A comprehensive guide to Kappa Architecture
The Kappa Architecture is a data engineering architecture used to process event streams. Kappa Architecture allows programmers to use a single technology stack where two separate stacks were previously needed for real-time and batch processing. It is an implementation of streaming architecture. As such, it is based on the idea of permanently storing a series of incoming data (events) and using a stream processing engine to transform data and calculate aggregations.
The aggregates produced by the stream processing engine are sent to yet another stream. Finally, we can consume the events from an aggregated stream or build a materialized table containing the always-up-to-date results.
How does Kappa Architecture look?
Kappa Architecture is an implementation of event stream processing. Because of that, the first thing we need is a stream of events.
Initially, it will be an empty stream, but we need to define it somewhere. Therefore, we need a stream processing engine (also known as a stream processing platform). We have tons of options. The most popular choices are Kafka, AWS Kinesis, and Redpanda.
Choosing a stream processing engine is a crucial decision. Technically, we can migrate between the engines, but we need to copy all events from one engine to another (that’s the easy part) and rewrite all stream processing code (that’s the hard part). It would require a code rewrite because all stream processing engines use similar yet slightly different language to define stream operations.
When we have a stream, we can start sending the events. Anything can produce events.
We can write a backend application and insert them into the stream explicitly. We can setup change data capture in a relational database and produce an event every time a row gets updated. Similarly, we could get a stream of events by subscribing to Put operations in an S3 bucket.
It would be great to use the event for something. Now, we must define a stream transformation in the stream processing engine. Generally, in the event transformation code, we can map the values to a different format, aggregate a subseries of events by a common value (for example, a time window), or join values from two streams.
Those operations produce another stream as a result, but we can also aggregate values into a materialized view which works like a table in a relational database. We can access such materialized views from external applications, join streams with values from the view, or produce another stream with events created when the view gets updated.
Finally, we need to consume the events. Here we have only two options. We can retrieve raw events from any stream or query the materialized views.
An example architecture using all of the elements mentioned above could look like this:
In the example above, we see four different kinds of event producers, the raw input streams to which the event producers write the data, streams with events derived from the input data, and a materialized view.
However, the essential part is the thing we don’t see. There is no batch processing unit to aggregate historical values. That’s the main difference between Lambda and Kappa architectures.
In the next section, I will show why removing batch processing from event streaming was a significant change in data engineering.
Is Kappa Architecture better than Lambda Architecture?

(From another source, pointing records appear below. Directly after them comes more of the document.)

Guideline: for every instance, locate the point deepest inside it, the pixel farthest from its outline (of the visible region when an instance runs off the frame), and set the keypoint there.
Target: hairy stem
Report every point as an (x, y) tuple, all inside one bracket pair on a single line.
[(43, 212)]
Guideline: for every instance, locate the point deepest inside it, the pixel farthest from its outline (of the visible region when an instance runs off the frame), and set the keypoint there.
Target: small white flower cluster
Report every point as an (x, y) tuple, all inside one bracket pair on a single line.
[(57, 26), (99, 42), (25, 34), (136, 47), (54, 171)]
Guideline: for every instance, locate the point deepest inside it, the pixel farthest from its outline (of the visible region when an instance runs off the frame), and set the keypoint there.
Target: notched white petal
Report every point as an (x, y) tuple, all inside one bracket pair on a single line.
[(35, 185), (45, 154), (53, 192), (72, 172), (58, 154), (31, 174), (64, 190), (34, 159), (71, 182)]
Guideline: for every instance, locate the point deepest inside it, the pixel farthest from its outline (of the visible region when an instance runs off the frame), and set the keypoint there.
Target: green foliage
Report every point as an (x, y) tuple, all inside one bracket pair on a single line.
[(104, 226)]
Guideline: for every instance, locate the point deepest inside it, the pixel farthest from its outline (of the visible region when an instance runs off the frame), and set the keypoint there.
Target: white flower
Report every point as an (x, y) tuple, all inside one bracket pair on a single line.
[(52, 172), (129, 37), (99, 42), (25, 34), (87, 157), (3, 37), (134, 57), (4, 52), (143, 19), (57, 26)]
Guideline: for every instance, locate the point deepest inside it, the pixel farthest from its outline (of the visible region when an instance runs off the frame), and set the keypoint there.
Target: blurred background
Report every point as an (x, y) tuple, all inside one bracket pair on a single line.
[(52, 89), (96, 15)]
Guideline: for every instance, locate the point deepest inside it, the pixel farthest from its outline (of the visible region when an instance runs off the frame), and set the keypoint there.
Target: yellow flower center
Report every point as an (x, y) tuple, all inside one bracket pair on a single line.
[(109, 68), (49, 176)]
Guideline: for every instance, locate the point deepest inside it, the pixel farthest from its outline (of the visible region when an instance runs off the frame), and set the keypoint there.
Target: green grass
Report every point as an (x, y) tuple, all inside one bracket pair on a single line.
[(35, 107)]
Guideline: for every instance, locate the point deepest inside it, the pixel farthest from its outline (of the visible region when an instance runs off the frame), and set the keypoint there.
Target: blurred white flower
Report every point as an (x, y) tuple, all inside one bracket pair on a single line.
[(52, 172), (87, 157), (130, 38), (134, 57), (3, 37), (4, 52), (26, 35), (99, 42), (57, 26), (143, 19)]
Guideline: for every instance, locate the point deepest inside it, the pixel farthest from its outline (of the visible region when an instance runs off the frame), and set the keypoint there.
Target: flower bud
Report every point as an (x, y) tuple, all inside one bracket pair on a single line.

Lambda Architecture has one big problem, which was pointed out by Jay Kreps. When we design a Lambda-Architecture-based system, we have to implement the same behavior twice - once in the stream processing code and once for the batch processing.
We double the work by implementing the same operations in two different ways. We can’t copy-paste the code because streaming is significantly different than batch. The doubled effort isn’t the only problem.
We have trouble keeping both versions in sync when we have code duplication, especially when the code is conceptually the same but implemented differently. If we don’t, the stream processing will produce different results than batch. Over time, we would accumulate errors.
Theoretically, we could generate code for both implementations from a common language or create the batch version from the streaming code. After all, in the stream system, we can use KSQL to define the stream transformations. Similarly, we could use Spark SQL to define the batch code.
Both SQL dialects don’t differ much. However, those differences make creating a translation layer between both implementations a tedious task. Also, we may pretend that Spark SQL hides the implementation details. In reality, you better remember about data partitioning and shuffling. Otherwise, the solution would perform poorly.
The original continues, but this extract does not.